I noticed an interesting discrepancy in my great-grandparents' citizenship papers.
Samuel and Ethel SHUKET raised their family in Lipovitz (Lypovets), Kiev. Samuel
immigrated to the US in December 1913 (via Bremen, Germany) with one of their sons.
Ethel, nee SPECTOR/SPEKTOR, immigrated ten years later in August 1923 (via
Cherbourg, France), with two other children, a daughter (my grandmother) and a son.
A second daughter remained behind, living in Moscow (she never came to the US).
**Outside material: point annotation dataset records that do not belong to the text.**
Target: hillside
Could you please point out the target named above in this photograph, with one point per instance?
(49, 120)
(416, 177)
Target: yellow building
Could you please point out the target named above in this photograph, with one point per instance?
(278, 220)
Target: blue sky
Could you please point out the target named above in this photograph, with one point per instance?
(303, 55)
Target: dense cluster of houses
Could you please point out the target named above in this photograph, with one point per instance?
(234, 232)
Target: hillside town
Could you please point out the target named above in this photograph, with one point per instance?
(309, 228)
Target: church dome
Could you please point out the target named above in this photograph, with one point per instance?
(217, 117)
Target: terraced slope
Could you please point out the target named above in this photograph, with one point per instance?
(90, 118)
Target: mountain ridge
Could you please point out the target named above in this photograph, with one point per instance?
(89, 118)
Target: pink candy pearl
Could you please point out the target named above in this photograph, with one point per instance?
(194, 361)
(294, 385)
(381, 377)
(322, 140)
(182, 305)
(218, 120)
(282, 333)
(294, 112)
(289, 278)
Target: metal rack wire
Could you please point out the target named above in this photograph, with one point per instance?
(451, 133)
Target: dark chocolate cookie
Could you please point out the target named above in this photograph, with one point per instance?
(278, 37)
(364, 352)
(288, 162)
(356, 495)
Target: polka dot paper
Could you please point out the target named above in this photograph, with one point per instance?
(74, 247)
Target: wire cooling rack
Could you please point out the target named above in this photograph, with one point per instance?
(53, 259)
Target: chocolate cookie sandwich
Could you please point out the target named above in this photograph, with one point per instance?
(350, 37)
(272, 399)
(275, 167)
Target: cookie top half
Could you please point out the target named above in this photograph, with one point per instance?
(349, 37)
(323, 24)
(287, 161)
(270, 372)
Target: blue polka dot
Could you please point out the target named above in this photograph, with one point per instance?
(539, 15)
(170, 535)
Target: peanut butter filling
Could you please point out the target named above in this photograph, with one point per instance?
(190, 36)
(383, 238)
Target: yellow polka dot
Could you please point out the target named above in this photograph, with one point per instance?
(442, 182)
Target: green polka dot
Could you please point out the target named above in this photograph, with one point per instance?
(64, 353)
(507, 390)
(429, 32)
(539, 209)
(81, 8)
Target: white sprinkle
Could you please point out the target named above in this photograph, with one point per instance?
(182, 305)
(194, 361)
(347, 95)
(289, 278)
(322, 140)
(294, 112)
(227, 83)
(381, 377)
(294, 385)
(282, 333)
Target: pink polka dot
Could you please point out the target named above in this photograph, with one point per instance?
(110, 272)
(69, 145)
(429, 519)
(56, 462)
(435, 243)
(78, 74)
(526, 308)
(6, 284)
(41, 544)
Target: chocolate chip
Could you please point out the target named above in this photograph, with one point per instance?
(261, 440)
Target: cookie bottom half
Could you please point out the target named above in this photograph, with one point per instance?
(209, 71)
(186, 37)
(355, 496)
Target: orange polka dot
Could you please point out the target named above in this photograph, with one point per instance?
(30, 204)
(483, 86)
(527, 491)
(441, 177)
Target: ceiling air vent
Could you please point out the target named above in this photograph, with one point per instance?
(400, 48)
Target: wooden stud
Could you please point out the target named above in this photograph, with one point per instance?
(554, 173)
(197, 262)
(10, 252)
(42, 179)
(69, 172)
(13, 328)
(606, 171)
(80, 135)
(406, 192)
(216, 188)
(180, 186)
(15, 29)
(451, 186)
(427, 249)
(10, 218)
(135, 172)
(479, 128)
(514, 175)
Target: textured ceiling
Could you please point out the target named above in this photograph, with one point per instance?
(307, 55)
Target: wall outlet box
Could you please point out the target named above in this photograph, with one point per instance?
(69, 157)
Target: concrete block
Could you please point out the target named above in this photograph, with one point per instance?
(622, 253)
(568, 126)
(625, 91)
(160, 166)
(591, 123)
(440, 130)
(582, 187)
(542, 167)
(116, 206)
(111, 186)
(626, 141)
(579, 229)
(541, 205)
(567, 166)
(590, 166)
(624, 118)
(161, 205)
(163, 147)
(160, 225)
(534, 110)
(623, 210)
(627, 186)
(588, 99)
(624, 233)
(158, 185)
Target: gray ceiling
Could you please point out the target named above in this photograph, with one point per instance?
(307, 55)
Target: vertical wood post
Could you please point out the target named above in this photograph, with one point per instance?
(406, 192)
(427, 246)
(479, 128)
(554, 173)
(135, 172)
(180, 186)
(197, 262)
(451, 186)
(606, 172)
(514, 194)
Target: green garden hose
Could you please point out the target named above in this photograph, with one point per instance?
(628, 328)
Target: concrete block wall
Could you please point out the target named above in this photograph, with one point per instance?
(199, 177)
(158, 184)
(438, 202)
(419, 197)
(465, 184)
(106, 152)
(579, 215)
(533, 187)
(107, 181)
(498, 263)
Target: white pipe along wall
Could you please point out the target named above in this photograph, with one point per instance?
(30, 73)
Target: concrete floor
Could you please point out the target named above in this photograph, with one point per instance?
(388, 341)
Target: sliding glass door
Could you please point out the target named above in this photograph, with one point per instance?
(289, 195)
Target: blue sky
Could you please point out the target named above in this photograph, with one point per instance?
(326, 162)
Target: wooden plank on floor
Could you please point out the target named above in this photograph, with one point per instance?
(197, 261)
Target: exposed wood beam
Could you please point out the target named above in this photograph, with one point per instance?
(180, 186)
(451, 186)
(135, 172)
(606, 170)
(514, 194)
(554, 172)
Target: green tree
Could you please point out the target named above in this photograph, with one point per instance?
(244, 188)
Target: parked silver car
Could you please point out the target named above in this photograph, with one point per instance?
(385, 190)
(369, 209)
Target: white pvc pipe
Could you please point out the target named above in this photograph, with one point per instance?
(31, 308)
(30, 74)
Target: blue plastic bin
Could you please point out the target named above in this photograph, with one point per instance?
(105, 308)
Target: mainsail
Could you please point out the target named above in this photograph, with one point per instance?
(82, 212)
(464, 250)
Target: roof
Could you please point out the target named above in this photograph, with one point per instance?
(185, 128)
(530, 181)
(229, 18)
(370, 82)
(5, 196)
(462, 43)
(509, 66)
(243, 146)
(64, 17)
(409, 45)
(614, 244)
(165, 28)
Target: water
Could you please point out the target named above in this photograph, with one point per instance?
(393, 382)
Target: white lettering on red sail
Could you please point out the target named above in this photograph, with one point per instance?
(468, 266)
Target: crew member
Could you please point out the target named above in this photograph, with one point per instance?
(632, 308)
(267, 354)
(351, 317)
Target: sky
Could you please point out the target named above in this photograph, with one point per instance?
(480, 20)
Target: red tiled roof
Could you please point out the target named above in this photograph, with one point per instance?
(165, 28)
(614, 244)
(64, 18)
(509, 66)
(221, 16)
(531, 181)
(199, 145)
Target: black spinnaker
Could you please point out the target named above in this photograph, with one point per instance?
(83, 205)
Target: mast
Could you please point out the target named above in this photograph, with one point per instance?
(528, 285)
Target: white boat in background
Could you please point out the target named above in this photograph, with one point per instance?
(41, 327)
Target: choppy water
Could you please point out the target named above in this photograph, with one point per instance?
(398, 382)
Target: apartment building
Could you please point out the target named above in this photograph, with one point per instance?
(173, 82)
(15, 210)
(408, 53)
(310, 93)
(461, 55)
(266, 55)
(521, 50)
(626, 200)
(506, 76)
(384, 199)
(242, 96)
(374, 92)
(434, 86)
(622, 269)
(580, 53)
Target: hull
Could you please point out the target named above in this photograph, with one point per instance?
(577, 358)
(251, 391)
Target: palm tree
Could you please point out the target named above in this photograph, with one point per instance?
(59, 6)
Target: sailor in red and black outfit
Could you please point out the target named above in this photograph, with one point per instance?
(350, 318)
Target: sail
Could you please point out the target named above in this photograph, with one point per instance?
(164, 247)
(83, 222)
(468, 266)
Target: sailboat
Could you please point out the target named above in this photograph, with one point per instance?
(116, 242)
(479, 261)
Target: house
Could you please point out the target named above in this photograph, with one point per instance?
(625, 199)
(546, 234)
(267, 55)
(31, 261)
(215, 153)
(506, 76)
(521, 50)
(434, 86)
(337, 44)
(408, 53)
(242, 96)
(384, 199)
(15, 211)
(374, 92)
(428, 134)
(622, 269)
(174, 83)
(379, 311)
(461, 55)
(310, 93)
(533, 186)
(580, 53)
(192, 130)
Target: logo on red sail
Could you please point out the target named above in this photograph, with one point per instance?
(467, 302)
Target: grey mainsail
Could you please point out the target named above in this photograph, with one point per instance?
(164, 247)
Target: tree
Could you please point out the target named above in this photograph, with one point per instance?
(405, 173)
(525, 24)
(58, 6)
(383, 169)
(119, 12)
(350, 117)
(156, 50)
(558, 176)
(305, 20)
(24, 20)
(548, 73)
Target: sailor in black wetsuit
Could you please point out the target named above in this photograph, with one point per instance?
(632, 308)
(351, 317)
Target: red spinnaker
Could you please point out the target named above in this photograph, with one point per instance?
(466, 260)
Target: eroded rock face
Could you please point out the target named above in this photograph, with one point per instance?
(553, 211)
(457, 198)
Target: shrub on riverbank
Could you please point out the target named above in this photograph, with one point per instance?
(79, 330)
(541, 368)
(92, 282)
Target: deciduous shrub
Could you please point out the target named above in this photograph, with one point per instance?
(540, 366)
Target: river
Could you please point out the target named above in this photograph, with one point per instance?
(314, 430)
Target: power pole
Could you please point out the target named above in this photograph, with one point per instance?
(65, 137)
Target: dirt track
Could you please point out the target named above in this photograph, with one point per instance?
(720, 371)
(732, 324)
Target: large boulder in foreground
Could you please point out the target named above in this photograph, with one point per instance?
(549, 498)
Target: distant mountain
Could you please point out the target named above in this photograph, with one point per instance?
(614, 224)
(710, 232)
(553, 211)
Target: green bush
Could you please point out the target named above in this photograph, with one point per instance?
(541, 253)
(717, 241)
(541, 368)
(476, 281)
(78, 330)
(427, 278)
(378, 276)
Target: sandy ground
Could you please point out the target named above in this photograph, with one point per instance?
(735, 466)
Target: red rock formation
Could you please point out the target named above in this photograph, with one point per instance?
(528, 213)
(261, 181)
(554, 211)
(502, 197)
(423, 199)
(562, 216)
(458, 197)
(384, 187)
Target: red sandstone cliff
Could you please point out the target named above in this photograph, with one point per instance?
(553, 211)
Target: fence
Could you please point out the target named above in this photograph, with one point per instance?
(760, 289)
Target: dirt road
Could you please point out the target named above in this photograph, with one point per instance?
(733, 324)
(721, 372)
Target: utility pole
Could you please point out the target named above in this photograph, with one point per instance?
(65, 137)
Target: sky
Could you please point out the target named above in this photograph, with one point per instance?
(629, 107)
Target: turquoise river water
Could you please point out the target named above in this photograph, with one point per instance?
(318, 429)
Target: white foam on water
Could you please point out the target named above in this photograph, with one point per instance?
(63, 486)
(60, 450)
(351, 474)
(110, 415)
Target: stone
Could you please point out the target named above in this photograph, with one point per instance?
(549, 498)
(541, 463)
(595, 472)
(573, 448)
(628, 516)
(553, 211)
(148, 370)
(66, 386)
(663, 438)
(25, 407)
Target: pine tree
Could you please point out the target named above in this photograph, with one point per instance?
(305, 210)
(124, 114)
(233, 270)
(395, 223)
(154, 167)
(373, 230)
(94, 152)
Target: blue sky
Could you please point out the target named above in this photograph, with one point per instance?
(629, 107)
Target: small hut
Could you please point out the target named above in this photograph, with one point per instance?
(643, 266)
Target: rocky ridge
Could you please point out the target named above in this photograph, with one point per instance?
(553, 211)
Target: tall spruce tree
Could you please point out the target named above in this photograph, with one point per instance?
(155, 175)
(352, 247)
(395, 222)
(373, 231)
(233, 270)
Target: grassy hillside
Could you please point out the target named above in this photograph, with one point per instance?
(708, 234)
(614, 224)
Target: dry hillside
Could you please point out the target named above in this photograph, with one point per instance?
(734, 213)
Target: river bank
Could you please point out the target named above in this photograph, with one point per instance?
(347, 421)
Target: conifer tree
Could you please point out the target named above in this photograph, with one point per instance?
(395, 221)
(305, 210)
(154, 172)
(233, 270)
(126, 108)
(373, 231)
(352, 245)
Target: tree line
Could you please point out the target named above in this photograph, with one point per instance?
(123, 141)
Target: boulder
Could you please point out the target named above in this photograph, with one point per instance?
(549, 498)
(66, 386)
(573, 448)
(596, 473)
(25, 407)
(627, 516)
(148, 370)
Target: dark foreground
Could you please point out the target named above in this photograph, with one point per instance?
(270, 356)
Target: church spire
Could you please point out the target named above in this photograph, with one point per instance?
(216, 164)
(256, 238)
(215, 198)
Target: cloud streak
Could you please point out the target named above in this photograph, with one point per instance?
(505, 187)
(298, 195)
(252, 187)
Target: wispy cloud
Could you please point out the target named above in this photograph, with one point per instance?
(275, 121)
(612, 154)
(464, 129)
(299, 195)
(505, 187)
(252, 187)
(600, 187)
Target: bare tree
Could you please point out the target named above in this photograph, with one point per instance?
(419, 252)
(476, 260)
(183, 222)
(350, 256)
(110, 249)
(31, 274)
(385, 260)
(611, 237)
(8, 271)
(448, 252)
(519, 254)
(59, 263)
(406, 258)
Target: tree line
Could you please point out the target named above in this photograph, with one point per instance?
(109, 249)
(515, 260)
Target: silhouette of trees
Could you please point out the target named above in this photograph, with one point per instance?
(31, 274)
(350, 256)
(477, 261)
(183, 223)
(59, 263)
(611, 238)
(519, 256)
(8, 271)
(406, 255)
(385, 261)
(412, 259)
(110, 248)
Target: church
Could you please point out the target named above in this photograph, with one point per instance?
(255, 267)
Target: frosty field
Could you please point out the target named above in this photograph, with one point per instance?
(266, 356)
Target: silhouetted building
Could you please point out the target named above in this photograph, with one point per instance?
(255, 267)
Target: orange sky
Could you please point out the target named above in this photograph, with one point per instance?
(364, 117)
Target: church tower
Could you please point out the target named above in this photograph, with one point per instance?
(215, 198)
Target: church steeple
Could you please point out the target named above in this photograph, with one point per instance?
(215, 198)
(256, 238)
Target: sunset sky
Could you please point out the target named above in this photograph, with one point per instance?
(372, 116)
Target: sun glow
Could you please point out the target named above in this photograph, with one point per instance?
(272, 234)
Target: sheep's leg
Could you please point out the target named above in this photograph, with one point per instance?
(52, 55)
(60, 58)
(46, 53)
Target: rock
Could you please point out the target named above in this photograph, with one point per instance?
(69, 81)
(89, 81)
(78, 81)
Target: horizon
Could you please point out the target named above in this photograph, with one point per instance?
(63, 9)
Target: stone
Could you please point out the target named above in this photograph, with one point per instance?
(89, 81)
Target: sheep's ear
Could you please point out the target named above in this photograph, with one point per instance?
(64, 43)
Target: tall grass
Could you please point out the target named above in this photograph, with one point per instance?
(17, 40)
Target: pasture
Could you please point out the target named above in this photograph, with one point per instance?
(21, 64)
Information about this daughter remaining in Moscow and the names of the children
are just about the only things that are consistent between Samuel's Declaration of
Intention (as SCHUCHAT)/Petition for Citizenship (as SHUCHAT) on the one hand and
Ethel's Petition for Citizenship (as SHUKET) on the other. For example, all of the
childrens' birthdates are listed differently between his and her documents
(although the years are largely consistent) and Ethel's birthdate and year also
differ between their documents. (Btw, there was a fifth child, a son who served in
the military there and was killed in about 1920; I'll be posting about him
separately at some point).
But the most interesting discrepancy to me is their wedding date and location: He
lists it as May 30, 1889, in Kiev, Russia. She lists it as July 13, 1891, in
As noted above, Samuel immigrated to the US ten years before Ethel. His manifest
(as SCHOCHET) lists Lipovitz as his last place of residence; her manifest (as
SZUCHAT) lists Warsaw as her last place of residence. Does it seem reasonable to
think that either Ethel or Samuel had family in Warsaw? (The US records I have for
both of them say they were born in Kiev/Ukraine and I have no records yet >from
Ukraine or Poland.)
Could the different marriage dates and locations indicate one religious marriage
and one civil marriage? If so, was it common for two years to lapse between a
religious and civil marriage? And in different locations so far apart?